Despite the enhanced infection prevention and control measures, the outbreak continued over the following months, leading to repeated closures of both of the affected wards for environmental decontamination, all of which did nothing to arrest the course of the outbreak. Between February and September 2015, 88 patient colonizations with KPC-E.coli were detected and two patients developed clinical infections (one UTI and one sternal wound infection, successfully treated with gentamicin and ciprofloxacin, respectively). At this point the infection control team began environmental culturing of the wards to search for a reservoir of the bacteria, with 333 samples taken from two wards implicated in the outbreak. The samples included sinks, drains, showers, toilets, keyboards, door hands, sponges, etc – every high-touch surface the team could find. They found 85 samples positive for CRE, which included shower drains, sink taps, drains, strainers, trap water, toilet bowls, and a few other sites – all involving the hospital’s plumbing and wastewater systems.

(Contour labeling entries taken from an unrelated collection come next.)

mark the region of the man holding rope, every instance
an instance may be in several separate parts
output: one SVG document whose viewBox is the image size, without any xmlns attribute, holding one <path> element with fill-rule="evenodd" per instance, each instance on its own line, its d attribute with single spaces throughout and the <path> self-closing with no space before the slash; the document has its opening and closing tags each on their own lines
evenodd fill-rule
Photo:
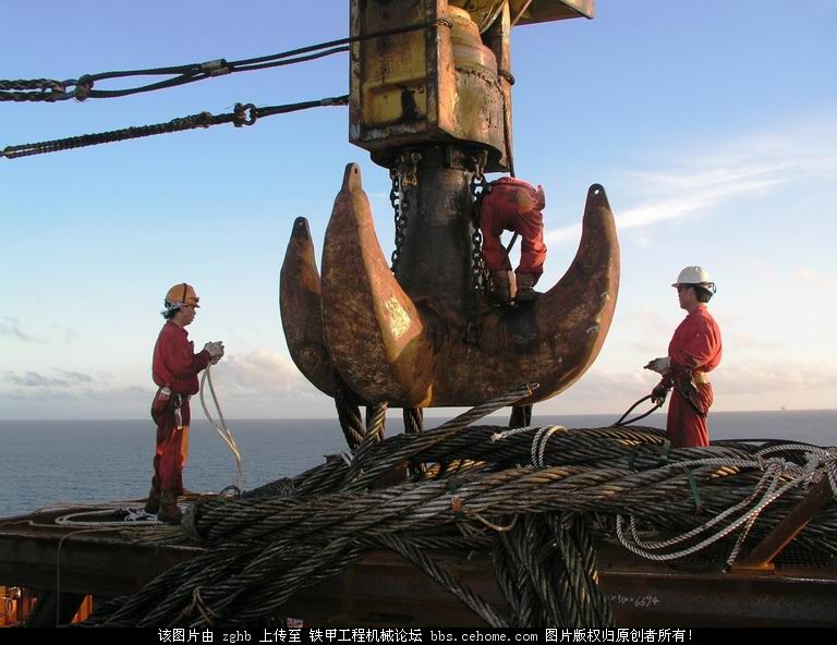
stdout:
<svg viewBox="0 0 837 645">
<path fill-rule="evenodd" d="M 178 496 L 183 494 L 183 466 L 189 454 L 189 398 L 197 393 L 197 375 L 209 363 L 223 356 L 222 342 L 208 342 L 197 354 L 189 340 L 186 326 L 195 319 L 198 297 L 191 284 L 181 282 L 166 294 L 162 326 L 154 346 L 151 377 L 158 386 L 151 402 L 151 418 L 157 424 L 157 451 L 147 513 L 168 524 L 180 524 Z"/>
<path fill-rule="evenodd" d="M 703 267 L 686 267 L 671 287 L 688 315 L 675 330 L 668 356 L 645 365 L 663 376 L 652 391 L 652 401 L 662 405 L 666 392 L 674 389 L 666 421 L 672 448 L 708 446 L 706 415 L 714 394 L 706 374 L 720 363 L 721 344 L 720 328 L 706 303 L 717 290 Z"/>
</svg>

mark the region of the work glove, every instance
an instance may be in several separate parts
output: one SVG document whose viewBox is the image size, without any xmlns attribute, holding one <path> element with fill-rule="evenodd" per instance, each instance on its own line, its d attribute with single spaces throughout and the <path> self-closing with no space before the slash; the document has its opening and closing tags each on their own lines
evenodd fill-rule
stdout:
<svg viewBox="0 0 837 645">
<path fill-rule="evenodd" d="M 659 382 L 651 390 L 651 402 L 654 405 L 663 406 L 663 403 L 666 402 L 666 394 L 668 394 L 668 388 Z"/>
<path fill-rule="evenodd" d="M 671 360 L 668 356 L 664 356 L 662 358 L 654 358 L 653 361 L 648 361 L 648 364 L 645 365 L 645 369 L 651 369 L 652 372 L 656 372 L 660 375 L 668 374 L 668 370 L 671 367 Z"/>
<path fill-rule="evenodd" d="M 208 342 L 204 345 L 204 349 L 209 352 L 209 356 L 211 360 L 209 361 L 213 365 L 218 363 L 218 361 L 221 360 L 223 356 L 223 342 L 218 340 L 215 342 Z"/>
</svg>

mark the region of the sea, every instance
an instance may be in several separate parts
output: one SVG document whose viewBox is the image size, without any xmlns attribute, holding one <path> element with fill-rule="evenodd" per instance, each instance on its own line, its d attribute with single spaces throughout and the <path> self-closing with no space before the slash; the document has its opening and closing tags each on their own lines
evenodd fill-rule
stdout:
<svg viewBox="0 0 837 645">
<path fill-rule="evenodd" d="M 438 411 L 434 411 L 438 412 Z M 425 428 L 449 417 L 426 417 Z M 618 415 L 535 416 L 533 425 L 593 428 Z M 508 415 L 481 424 L 505 425 Z M 205 421 L 193 419 L 186 488 L 217 492 L 236 478 L 227 445 Z M 665 427 L 653 414 L 641 425 Z M 336 419 L 228 421 L 242 455 L 244 489 L 290 477 L 347 449 Z M 386 435 L 402 431 L 400 416 L 387 419 Z M 837 446 L 837 410 L 715 412 L 712 439 L 788 439 Z M 155 427 L 150 421 L 0 419 L 0 518 L 31 513 L 54 503 L 136 500 L 150 485 Z"/>
</svg>

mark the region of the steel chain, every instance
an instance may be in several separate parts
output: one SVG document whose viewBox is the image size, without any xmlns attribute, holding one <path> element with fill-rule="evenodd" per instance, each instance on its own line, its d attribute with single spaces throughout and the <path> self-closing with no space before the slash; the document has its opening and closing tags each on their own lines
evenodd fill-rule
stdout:
<svg viewBox="0 0 837 645">
<path fill-rule="evenodd" d="M 392 272 L 396 272 L 401 259 L 401 251 L 407 235 L 407 218 L 410 212 L 410 190 L 418 185 L 418 151 L 404 150 L 399 155 L 395 168 L 389 169 L 392 187 L 389 191 L 389 202 L 392 204 L 396 223 L 396 248 L 392 251 Z"/>
<path fill-rule="evenodd" d="M 473 210 L 473 224 L 474 232 L 471 235 L 472 251 L 471 251 L 471 270 L 472 270 L 472 287 L 474 293 L 484 293 L 490 289 L 492 278 L 488 270 L 485 268 L 485 260 L 483 259 L 483 233 L 480 230 L 480 206 L 482 204 L 483 195 L 488 190 L 488 180 L 483 173 L 485 168 L 485 161 L 481 158 L 474 158 L 474 174 L 471 178 L 471 196 L 474 199 Z"/>
</svg>

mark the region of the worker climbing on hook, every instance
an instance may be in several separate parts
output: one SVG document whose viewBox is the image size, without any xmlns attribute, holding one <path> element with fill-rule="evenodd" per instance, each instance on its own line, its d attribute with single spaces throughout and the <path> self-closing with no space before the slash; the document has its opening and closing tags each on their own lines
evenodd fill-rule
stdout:
<svg viewBox="0 0 837 645">
<path fill-rule="evenodd" d="M 706 415 L 714 400 L 707 373 L 720 363 L 720 328 L 706 303 L 717 291 L 703 267 L 686 267 L 671 284 L 677 289 L 680 308 L 687 316 L 675 330 L 668 355 L 645 365 L 663 379 L 652 390 L 652 401 L 662 405 L 674 389 L 668 404 L 666 434 L 674 448 L 709 445 Z"/>
<path fill-rule="evenodd" d="M 162 311 L 166 324 L 154 346 L 151 377 L 158 388 L 151 418 L 157 424 L 157 450 L 145 511 L 168 524 L 179 524 L 182 519 L 178 496 L 183 494 L 183 466 L 189 454 L 189 399 L 199 389 L 197 375 L 220 361 L 225 352 L 220 341 L 194 352 L 185 328 L 195 319 L 198 301 L 191 284 L 181 282 L 169 289 Z"/>
<path fill-rule="evenodd" d="M 488 184 L 481 200 L 480 230 L 483 233 L 483 259 L 492 276 L 492 300 L 502 305 L 534 300 L 534 288 L 546 260 L 542 214 L 546 207 L 544 188 L 502 177 Z M 521 236 L 520 266 L 513 272 L 509 251 L 500 242 L 504 231 L 513 231 L 515 236 Z"/>
</svg>

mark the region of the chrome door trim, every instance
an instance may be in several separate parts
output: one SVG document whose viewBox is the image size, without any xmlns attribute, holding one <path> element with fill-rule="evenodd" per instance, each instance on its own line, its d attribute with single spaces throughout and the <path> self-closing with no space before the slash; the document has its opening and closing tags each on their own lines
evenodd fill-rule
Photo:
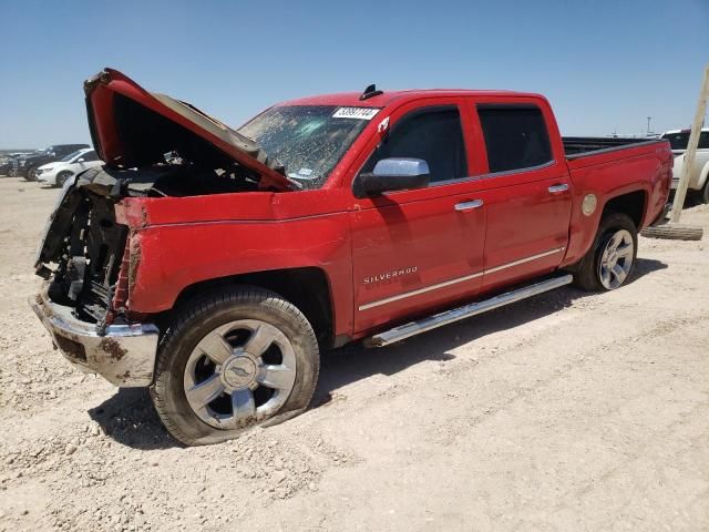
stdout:
<svg viewBox="0 0 709 532">
<path fill-rule="evenodd" d="M 554 255 L 555 253 L 561 253 L 566 247 L 557 247 L 555 249 L 549 249 L 548 252 L 537 253 L 536 255 L 532 255 L 530 257 L 520 258 L 512 263 L 503 264 L 501 266 L 495 266 L 494 268 L 484 269 L 482 272 L 476 272 L 474 274 L 465 275 L 463 277 L 456 277 L 454 279 L 444 280 L 443 283 L 438 283 L 435 285 L 424 286 L 423 288 L 419 288 L 417 290 L 404 291 L 403 294 L 398 294 L 395 296 L 386 297 L 383 299 L 378 299 L 376 301 L 366 303 L 364 305 L 360 305 L 358 310 L 368 310 L 370 308 L 379 307 L 380 305 L 387 305 L 388 303 L 398 301 L 400 299 L 404 299 L 407 297 L 418 296 L 420 294 L 425 294 L 427 291 L 436 290 L 439 288 L 445 288 L 446 286 L 455 285 L 458 283 L 463 283 L 465 280 L 471 280 L 477 278 L 485 274 L 493 274 L 495 272 L 500 272 L 502 269 L 512 268 L 513 266 L 517 266 L 520 264 L 528 263 L 531 260 L 536 260 L 538 258 L 548 257 L 549 255 Z"/>
<path fill-rule="evenodd" d="M 472 211 L 473 208 L 479 208 L 483 206 L 483 201 L 482 200 L 473 200 L 471 202 L 463 202 L 463 203 L 456 203 L 455 204 L 455 211 L 461 212 L 461 211 Z"/>
<path fill-rule="evenodd" d="M 466 275 L 464 277 L 458 277 L 455 279 L 444 280 L 443 283 L 439 283 L 436 285 L 424 286 L 423 288 L 419 288 L 418 290 L 404 291 L 403 294 L 398 294 L 395 296 L 386 297 L 384 299 L 379 299 L 377 301 L 372 301 L 372 303 L 367 303 L 364 305 L 360 305 L 359 309 L 360 310 L 367 310 L 369 308 L 378 307 L 380 305 L 386 305 L 388 303 L 398 301 L 399 299 L 403 299 L 405 297 L 418 296 L 419 294 L 424 294 L 427 291 L 435 290 L 438 288 L 444 288 L 446 286 L 455 285 L 458 283 L 463 283 L 464 280 L 474 279 L 476 277 L 481 277 L 482 275 L 483 275 L 483 272 L 476 272 L 474 274 Z"/>
<path fill-rule="evenodd" d="M 537 253 L 536 255 L 532 255 L 530 257 L 520 258 L 517 260 L 513 260 L 512 263 L 503 264 L 501 266 L 495 266 L 494 268 L 490 268 L 485 270 L 485 274 L 494 274 L 495 272 L 500 272 L 501 269 L 507 269 L 513 266 L 517 266 L 520 264 L 530 263 L 532 260 L 536 260 L 537 258 L 548 257 L 549 255 L 554 255 L 555 253 L 561 253 L 565 247 L 557 247 L 556 249 L 549 249 L 548 252 Z"/>
</svg>

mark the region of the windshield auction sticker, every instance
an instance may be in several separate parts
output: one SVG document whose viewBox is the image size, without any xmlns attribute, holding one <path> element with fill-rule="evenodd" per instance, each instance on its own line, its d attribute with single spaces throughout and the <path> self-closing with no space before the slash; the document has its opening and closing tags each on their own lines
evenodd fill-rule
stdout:
<svg viewBox="0 0 709 532">
<path fill-rule="evenodd" d="M 379 112 L 378 109 L 372 108 L 340 108 L 332 115 L 333 119 L 357 119 L 357 120 L 372 120 Z"/>
</svg>

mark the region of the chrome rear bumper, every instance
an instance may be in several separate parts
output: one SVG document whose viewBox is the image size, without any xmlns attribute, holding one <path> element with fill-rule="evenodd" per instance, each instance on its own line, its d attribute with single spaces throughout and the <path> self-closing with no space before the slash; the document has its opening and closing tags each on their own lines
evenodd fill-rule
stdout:
<svg viewBox="0 0 709 532">
<path fill-rule="evenodd" d="M 96 326 L 74 317 L 71 307 L 52 303 L 47 285 L 29 303 L 72 365 L 120 387 L 152 383 L 158 338 L 155 325 L 110 325 L 105 335 L 99 335 Z"/>
</svg>

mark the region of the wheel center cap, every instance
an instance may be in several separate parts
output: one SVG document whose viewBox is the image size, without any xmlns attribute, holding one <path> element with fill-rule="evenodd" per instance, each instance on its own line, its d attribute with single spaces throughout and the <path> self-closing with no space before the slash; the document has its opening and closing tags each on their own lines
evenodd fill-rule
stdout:
<svg viewBox="0 0 709 532">
<path fill-rule="evenodd" d="M 247 357 L 235 357 L 222 369 L 222 380 L 227 388 L 244 388 L 256 378 L 256 364 Z"/>
</svg>

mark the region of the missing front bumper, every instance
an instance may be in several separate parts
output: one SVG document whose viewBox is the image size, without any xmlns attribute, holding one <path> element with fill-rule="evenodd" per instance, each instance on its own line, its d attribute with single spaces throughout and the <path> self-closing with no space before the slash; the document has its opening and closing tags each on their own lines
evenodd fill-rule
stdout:
<svg viewBox="0 0 709 532">
<path fill-rule="evenodd" d="M 29 303 L 72 365 L 119 387 L 152 383 L 158 339 L 155 325 L 110 325 L 100 336 L 96 326 L 74 317 L 71 307 L 52 303 L 47 286 Z"/>
</svg>

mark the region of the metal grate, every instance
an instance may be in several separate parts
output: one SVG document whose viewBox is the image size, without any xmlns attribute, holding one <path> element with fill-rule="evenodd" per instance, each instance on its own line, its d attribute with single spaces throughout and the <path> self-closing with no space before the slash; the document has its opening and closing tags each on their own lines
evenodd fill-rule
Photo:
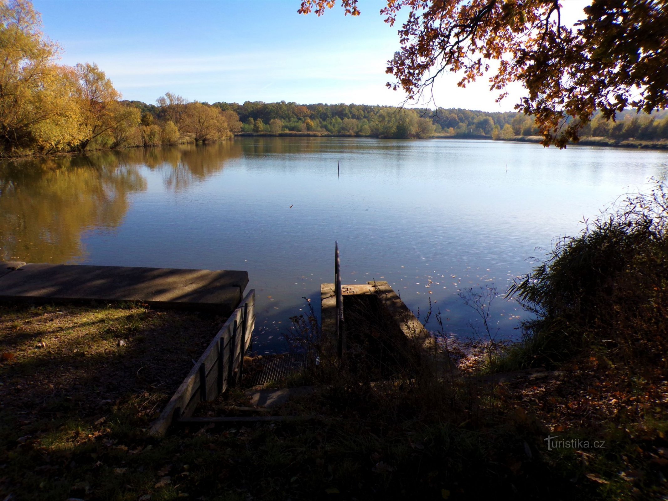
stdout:
<svg viewBox="0 0 668 501">
<path fill-rule="evenodd" d="M 307 356 L 306 353 L 267 355 L 258 361 L 259 363 L 247 383 L 249 386 L 276 383 L 299 372 L 306 367 Z M 244 383 L 246 384 L 245 381 Z"/>
</svg>

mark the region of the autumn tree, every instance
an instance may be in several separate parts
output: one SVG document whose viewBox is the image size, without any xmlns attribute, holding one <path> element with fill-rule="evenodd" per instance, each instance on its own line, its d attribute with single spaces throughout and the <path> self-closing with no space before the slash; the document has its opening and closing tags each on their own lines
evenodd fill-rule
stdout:
<svg viewBox="0 0 668 501">
<path fill-rule="evenodd" d="M 71 75 L 56 66 L 56 44 L 40 31 L 38 13 L 27 0 L 0 1 L 0 154 L 51 149 L 76 140 L 67 127 L 75 116 Z M 51 140 L 49 132 L 58 137 Z"/>
<path fill-rule="evenodd" d="M 181 130 L 192 135 L 196 142 L 216 141 L 230 135 L 227 122 L 219 108 L 197 102 L 186 106 Z"/>
<path fill-rule="evenodd" d="M 161 108 L 165 122 L 171 122 L 176 127 L 180 128 L 181 120 L 186 114 L 188 100 L 173 92 L 167 92 L 161 96 L 156 103 Z"/>
<path fill-rule="evenodd" d="M 120 93 L 98 65 L 86 63 L 75 67 L 78 86 L 77 97 L 81 110 L 80 126 L 84 138 L 79 148 L 85 150 L 91 141 L 128 120 L 139 124 L 138 115 L 118 102 Z M 110 144 L 109 146 L 111 146 Z"/>
<path fill-rule="evenodd" d="M 273 134 L 277 134 L 283 129 L 283 121 L 279 118 L 274 118 L 269 122 L 269 132 Z"/>
<path fill-rule="evenodd" d="M 321 15 L 335 3 L 303 0 L 299 12 Z M 357 0 L 341 3 L 359 14 Z M 516 109 L 535 116 L 543 144 L 560 148 L 578 140 L 597 110 L 615 120 L 627 107 L 668 106 L 668 0 L 592 0 L 573 27 L 561 9 L 558 0 L 387 0 L 389 25 L 407 11 L 387 86 L 412 100 L 444 71 L 465 87 L 491 71 L 499 100 L 508 84 L 524 85 Z"/>
</svg>

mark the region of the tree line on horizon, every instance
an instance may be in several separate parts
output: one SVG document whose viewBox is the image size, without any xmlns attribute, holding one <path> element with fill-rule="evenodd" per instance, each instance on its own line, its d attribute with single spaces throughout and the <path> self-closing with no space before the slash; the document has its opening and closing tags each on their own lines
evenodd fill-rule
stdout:
<svg viewBox="0 0 668 501">
<path fill-rule="evenodd" d="M 387 138 L 512 140 L 540 134 L 532 116 L 460 109 L 247 101 L 209 104 L 168 92 L 156 104 L 121 100 L 96 64 L 55 63 L 29 0 L 0 2 L 0 158 L 210 142 L 242 133 Z M 580 137 L 668 140 L 668 112 L 599 113 Z"/>
<path fill-rule="evenodd" d="M 138 107 L 142 114 L 150 114 L 158 121 L 164 120 L 165 112 L 160 100 L 156 105 L 140 101 L 128 103 Z M 534 117 L 514 112 L 407 109 L 343 103 L 299 104 L 285 101 L 246 101 L 242 104 L 216 102 L 210 106 L 223 112 L 236 114 L 242 123 L 240 130 L 235 130 L 236 134 L 310 133 L 395 139 L 437 136 L 494 140 L 512 140 L 539 134 Z M 615 122 L 606 120 L 599 113 L 582 129 L 581 137 L 614 142 L 668 140 L 668 111 L 650 115 L 626 110 L 617 114 Z"/>
</svg>

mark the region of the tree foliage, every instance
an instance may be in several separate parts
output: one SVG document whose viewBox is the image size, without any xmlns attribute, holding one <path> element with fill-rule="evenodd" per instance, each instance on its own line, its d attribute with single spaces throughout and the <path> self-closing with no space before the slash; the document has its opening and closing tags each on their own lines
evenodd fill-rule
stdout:
<svg viewBox="0 0 668 501">
<path fill-rule="evenodd" d="M 321 15 L 335 3 L 303 0 L 299 12 Z M 341 3 L 359 13 L 357 0 Z M 535 117 L 543 144 L 560 148 L 576 142 L 597 111 L 614 121 L 627 107 L 668 106 L 667 0 L 592 0 L 572 28 L 561 8 L 558 0 L 387 0 L 381 13 L 391 25 L 407 11 L 387 86 L 411 100 L 444 71 L 464 87 L 494 68 L 490 90 L 501 100 L 509 83 L 522 83 L 516 109 Z"/>
</svg>

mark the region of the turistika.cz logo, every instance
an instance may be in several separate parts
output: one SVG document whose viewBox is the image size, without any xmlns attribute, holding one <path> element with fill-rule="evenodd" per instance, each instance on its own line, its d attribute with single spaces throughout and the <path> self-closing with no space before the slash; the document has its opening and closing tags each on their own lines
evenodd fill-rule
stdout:
<svg viewBox="0 0 668 501">
<path fill-rule="evenodd" d="M 603 449 L 605 448 L 605 440 L 597 440 L 591 442 L 589 440 L 580 440 L 579 438 L 570 438 L 568 440 L 558 440 L 560 435 L 556 436 L 548 436 L 547 438 L 543 439 L 547 442 L 547 450 L 552 449 Z"/>
</svg>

The infection control team first acted on this information by replacing the traps of colonized sinks and performing pipework cleaning with a brush to try and remove biofilm. However, after the outbreak persisted, the affected wards were closed once again, this time for a complete overhaul of all plumbing back to the central drainage system. New sink plugholes designed to prevent water aerosolization and biofilm formation were installed. After these interventions, the incidence of CRE colonization intially fell by about 90%; however, recolonization of the sink and wastewater sites with CRE recurred rapidly, and CRE colonizations resumed thereafter, albeit at a lower incidence. The total cost of the disruption to the hospital’s operation and the subsequent renovations exceeded 5 million euros.
I’ve skipped over a lot of this paper that will be of interest to serious epidemiologists and infection control gurus (i.e. the diversity and sequencing/phylogeny of the bacteria implicated in the outbreak); while that’s all a bit over my head, I do think this paper does a good job illustrating how a hospital infection control team goes about tracking down an outbreak and planning interventions to mitigate it, as well as the difficulties that accompany those efforts. I’m also left wondering if some sort of biologically-based intervention might have been helpful - e.g., trying to colonize the plumbing with nonpathogenic E.coli & other bacteria, sort of like an FMT for the plumbing.